Stendal l Nein, ein Sexmonster, das sich kleine Kinder zur Befriedigung seiner Lust sucht, ist er wohl nicht, das hat ein Psychiater bestätigt. Aber ein armes Würstchen, als das er sich selbst vor Gericht darstellte, sei er auch nicht, wie der Staatsanwalt feststellte.

Vergangene Woche hat das Landgericht Stendal einen 72-jährigen Rentner aus der Westaltmark wegen schweren sexuellen Missbrauchs eines elfjährigen Jungen zu drei Jahren Gefängnis verurteilt. Die Jugendkammer unter Vorsitz von Richter Ulrich Galler sah sieben von elf angeklagten Straftaten als erwiesen an. Die Staatsanwaltschaft sprach von der Spitze eines Eisbergs, hatte aber nicht mehr Taten angeklagt, weil einige erst mit der Aussage des Opfers als Zeuge vor Gericht am letzten Prozesstag zutage getreten seien. Auch das Gericht ging von mehr Taten aus.

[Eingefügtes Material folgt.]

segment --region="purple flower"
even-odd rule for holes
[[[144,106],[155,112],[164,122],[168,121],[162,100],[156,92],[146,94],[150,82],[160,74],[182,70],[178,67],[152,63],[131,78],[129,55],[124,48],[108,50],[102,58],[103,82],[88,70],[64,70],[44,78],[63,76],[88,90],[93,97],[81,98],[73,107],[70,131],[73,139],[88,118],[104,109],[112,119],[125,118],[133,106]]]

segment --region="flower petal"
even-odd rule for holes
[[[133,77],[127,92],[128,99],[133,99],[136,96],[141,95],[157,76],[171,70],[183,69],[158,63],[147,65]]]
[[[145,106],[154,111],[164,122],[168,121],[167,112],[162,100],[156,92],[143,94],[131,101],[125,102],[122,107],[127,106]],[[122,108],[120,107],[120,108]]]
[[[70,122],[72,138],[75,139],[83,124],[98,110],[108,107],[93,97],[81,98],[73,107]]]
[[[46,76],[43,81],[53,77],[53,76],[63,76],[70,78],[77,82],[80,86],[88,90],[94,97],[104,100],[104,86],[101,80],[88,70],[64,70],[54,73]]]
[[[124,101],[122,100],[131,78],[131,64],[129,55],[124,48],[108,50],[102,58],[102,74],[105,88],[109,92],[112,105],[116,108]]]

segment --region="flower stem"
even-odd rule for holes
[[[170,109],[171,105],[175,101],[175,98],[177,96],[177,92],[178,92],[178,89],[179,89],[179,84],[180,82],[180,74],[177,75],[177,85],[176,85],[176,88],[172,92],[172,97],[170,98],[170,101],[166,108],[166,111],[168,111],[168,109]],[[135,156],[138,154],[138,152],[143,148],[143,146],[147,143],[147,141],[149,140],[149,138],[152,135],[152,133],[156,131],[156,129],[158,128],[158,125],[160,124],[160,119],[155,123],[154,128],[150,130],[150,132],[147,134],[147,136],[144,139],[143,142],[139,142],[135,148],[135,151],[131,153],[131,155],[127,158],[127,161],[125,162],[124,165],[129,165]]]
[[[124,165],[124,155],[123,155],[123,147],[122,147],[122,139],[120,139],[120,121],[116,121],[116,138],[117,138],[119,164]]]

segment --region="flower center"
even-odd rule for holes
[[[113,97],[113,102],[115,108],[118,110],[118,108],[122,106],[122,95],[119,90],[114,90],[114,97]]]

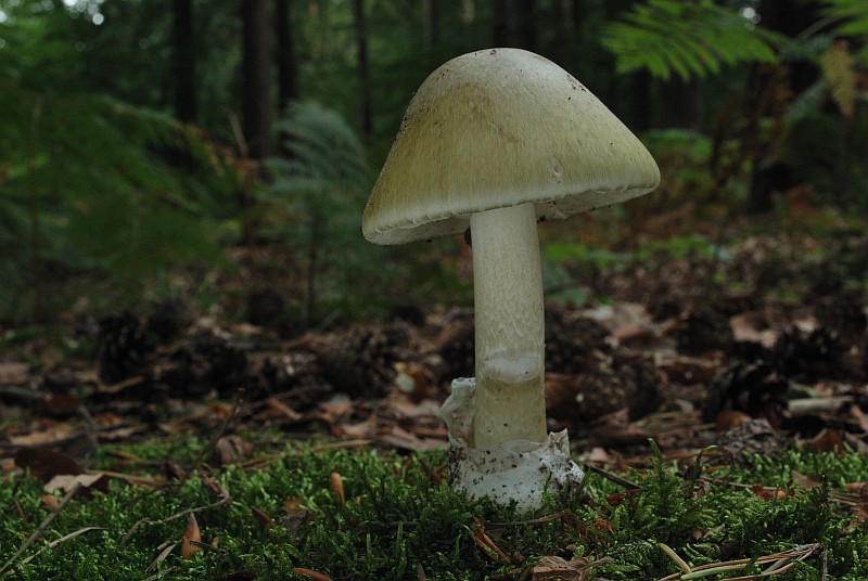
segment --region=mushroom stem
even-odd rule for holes
[[[536,210],[474,214],[476,416],[473,446],[546,440],[545,321]]]

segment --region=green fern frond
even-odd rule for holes
[[[668,79],[720,72],[742,62],[775,62],[784,37],[711,0],[650,0],[605,26],[602,44],[620,74],[647,69]]]
[[[868,37],[868,2],[865,0],[825,0],[828,4],[822,14],[829,20],[841,23],[835,28],[838,36]],[[868,44],[855,54],[861,62],[868,62]]]
[[[272,194],[358,198],[354,194],[367,183],[370,170],[361,143],[344,119],[315,103],[293,103],[276,125],[283,156],[267,163],[275,177]]]

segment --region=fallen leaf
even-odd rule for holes
[[[302,418],[302,414],[283,403],[277,398],[268,398],[266,400],[266,405],[269,410],[277,413],[280,416],[289,419],[290,422],[298,422]]]
[[[15,464],[30,470],[39,480],[51,480],[59,474],[84,474],[85,468],[71,456],[48,448],[23,448],[15,452]]]
[[[255,506],[251,506],[251,512],[253,513],[253,517],[256,519],[256,522],[258,522],[260,527],[264,529],[275,528],[275,521],[271,520],[271,517],[265,514],[263,511],[259,511]]]
[[[311,569],[305,569],[304,567],[295,567],[293,568],[292,571],[296,574],[303,574],[305,577],[309,577],[314,581],[332,581],[332,578],[329,577],[328,574],[320,573]]]
[[[815,480],[814,478],[804,475],[797,470],[790,470],[790,476],[792,476],[793,480],[799,483],[802,488],[817,488],[821,486],[822,482]]]
[[[834,452],[843,454],[846,452],[844,444],[841,441],[841,436],[833,429],[824,429],[816,438],[810,440],[807,444],[808,450],[812,452]]]
[[[329,476],[329,483],[331,485],[332,492],[337,496],[337,500],[341,501],[341,504],[344,504],[346,502],[346,493],[344,492],[344,480],[341,478],[341,475],[332,473]]]
[[[104,474],[59,474],[49,480],[42,490],[53,494],[60,490],[68,492],[75,485],[85,489],[95,489],[101,492],[108,491],[108,477]]]
[[[566,560],[557,556],[546,556],[539,559],[531,569],[532,581],[585,581],[593,564],[586,558]]]
[[[224,466],[238,464],[253,455],[253,444],[241,436],[224,436],[217,440],[216,448]]]
[[[67,393],[49,393],[42,401],[42,411],[51,417],[68,417],[78,413],[81,401]]]
[[[199,522],[196,522],[195,515],[190,515],[187,521],[187,529],[183,531],[183,539],[181,540],[181,558],[189,559],[193,555],[202,551],[195,546],[193,542],[202,542],[202,531],[199,530]]]
[[[717,418],[714,421],[714,429],[717,431],[727,431],[746,424],[751,419],[752,417],[744,412],[724,410],[717,414]]]
[[[30,365],[18,361],[0,362],[0,384],[23,384],[30,376]]]
[[[256,579],[256,573],[250,569],[239,569],[232,571],[224,578],[224,581],[253,581]]]
[[[25,436],[11,436],[9,443],[12,446],[43,446],[47,443],[65,440],[73,435],[73,428],[69,424],[60,423],[53,424],[48,429],[41,431],[31,431]]]

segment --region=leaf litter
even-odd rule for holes
[[[833,268],[834,253],[787,260],[796,250],[768,238],[741,243],[725,262],[703,255],[652,256],[640,268],[603,270],[596,292],[611,302],[548,309],[550,428],[570,429],[583,462],[607,474],[649,466],[649,441],[674,460],[716,446],[709,452],[712,464],[741,462],[742,452],[779,454],[793,442],[813,452],[866,452],[868,308],[865,293],[852,283],[868,267],[852,257],[868,250],[868,238],[844,246],[851,260],[843,272]],[[710,289],[716,271],[724,283]],[[787,285],[801,296],[783,296]],[[164,479],[126,474],[148,464],[141,459],[119,455],[112,473],[86,467],[98,448],[144,436],[208,435],[214,443],[202,461],[248,469],[256,469],[266,451],[245,438],[268,430],[348,448],[444,448],[447,434],[437,409],[451,378],[473,373],[472,317],[460,309],[434,307],[421,321],[395,318],[294,338],[195,318],[187,309],[178,314],[175,302],[171,309],[174,317],[156,306],[91,325],[99,330],[92,361],[36,370],[4,357],[0,413],[15,421],[0,426],[0,468],[29,469],[48,482],[49,492],[65,491],[67,502],[80,489],[104,490],[107,478],[159,486]],[[161,464],[174,477],[191,476],[190,468],[173,468],[168,460]],[[819,486],[817,476],[792,475],[805,489]],[[332,474],[330,486],[346,502],[340,474]],[[629,490],[612,496],[613,506],[628,502]],[[769,502],[787,493],[762,485],[753,490]],[[866,520],[866,490],[864,481],[851,482],[847,493],[831,496],[851,506],[853,526]],[[187,516],[189,522],[168,552],[178,542],[187,557],[200,548],[194,514],[229,502],[219,485],[215,493],[215,503],[171,517]],[[266,513],[254,514],[273,526]],[[472,530],[487,554],[510,561],[484,524]],[[769,564],[771,574],[817,551],[805,546],[752,565]],[[745,564],[717,565],[735,570]],[[586,579],[591,565],[552,555],[528,574]],[[699,578],[704,570],[714,567],[688,567],[671,578]],[[753,578],[758,576],[743,577]]]

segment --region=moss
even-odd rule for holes
[[[195,457],[200,446],[187,441],[174,451]],[[140,446],[135,452],[157,457],[159,448]],[[678,571],[660,543],[694,567],[821,543],[830,578],[868,578],[868,527],[831,498],[847,481],[864,479],[866,459],[857,453],[787,452],[730,468],[724,478],[715,470],[715,479],[703,476],[701,460],[685,468],[658,455],[651,468],[627,475],[638,490],[624,491],[589,474],[580,493],[551,496],[529,515],[457,495],[436,477],[445,460],[444,451],[403,456],[290,447],[255,470],[206,469],[230,493],[228,504],[215,504],[215,488],[201,476],[157,489],[114,480],[107,492],[67,504],[25,556],[41,554],[26,565],[18,559],[16,574],[87,580],[162,572],[165,579],[192,580],[247,569],[257,580],[278,580],[303,579],[293,569],[305,567],[333,579],[398,580],[414,579],[421,567],[427,579],[508,579],[544,555],[559,555],[603,559],[595,568],[600,578],[650,579]],[[116,462],[102,456],[103,465],[110,461]],[[824,474],[827,482],[800,489],[789,476],[793,469]],[[342,477],[344,503],[331,488],[332,473]],[[762,500],[743,486],[755,482],[789,493]],[[41,493],[41,483],[29,478],[0,481],[0,560],[50,513]],[[214,506],[195,516],[203,542],[214,547],[181,559],[176,546],[156,563],[164,547],[180,542],[187,518],[156,521],[208,505]],[[273,526],[257,519],[254,509]],[[141,524],[130,533],[141,519],[156,524]],[[104,530],[46,548],[85,527]],[[486,553],[476,542],[483,533],[512,563]],[[819,579],[821,564],[817,554],[779,578]]]

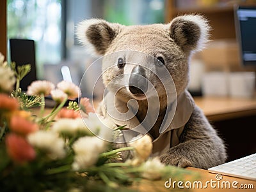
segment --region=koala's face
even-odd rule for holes
[[[164,96],[164,84],[172,80],[177,95],[184,91],[191,53],[202,48],[209,29],[201,16],[186,15],[168,24],[137,26],[92,19],[80,24],[77,34],[93,52],[105,55],[102,78],[108,89],[122,99],[140,100],[153,89]]]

Es war nicht das erste Mal, dass sich der vielfach vorbestrafte Rentner, 1962 wurde er erstmals verurteilt, wegen Kindesmissbrauchs verantworten musste. So war er zuletzt vom Landgericht Stendal 2007 wegen des Missbrauchs von zwei 13-jährigen Jungen zu einer dreijährigen Haftstrafe verurteilt worden.

Angeklagter wurde schon 2007 wegen Missbrauch verurteilt

Ab Sommer 2012 kam es nach Verbüßen dieser Strafe zu den Missbräuchen des Sohnes von Bekannten. Der Junge durfte sich mit Erlaubnis der angeblich arglosen Eltern bei ihm aufhalten und auch übernachten. Der 72-Jährige hatte gestanden, drei- bis viermal am Geschlechtsteil des schlafenden Jungen manipuliert zu haben, was strafrechtlich als Missbrauch einer widerstandsunfähigen Person gilt und mit bis zu zehn Jahren Gefängnis bestraft wird je Tat. Darüber hinaus gab es weitere Straftaten auf einer Couch.

Nach dem Übernachten fand der Junge zehnmal Geld in seiner Hose, insgesamt 50 Euro. Ob es jedes Mal Lohn für einen Missbrauch war, blieb offen. Das Gericht sprach von erheblicher krimineller Energie, des zur Tatzeit unter Führungsaufsicht eines Bewährungshelfers stehenden Rentners. Der Psychiater hatte ihm einen leichten Grad von Pädophilie (sexuelle Neigung zu Kindern) attestiert, ihm aber volle Schuldfähigkeit bescheinigt. Er sei therapierbar, aber nicht heilbar, so der Gutachter.

Sofern man Kinder von ihm fernhalte, sei die Gefahr weiterer Straftaten gering. Chancen zur Therapie in Freiheit habe er genug gehabt und nicht genutzt. Darum könne es auch keine Bewährungsstrafe geben, hieß es im Urteil.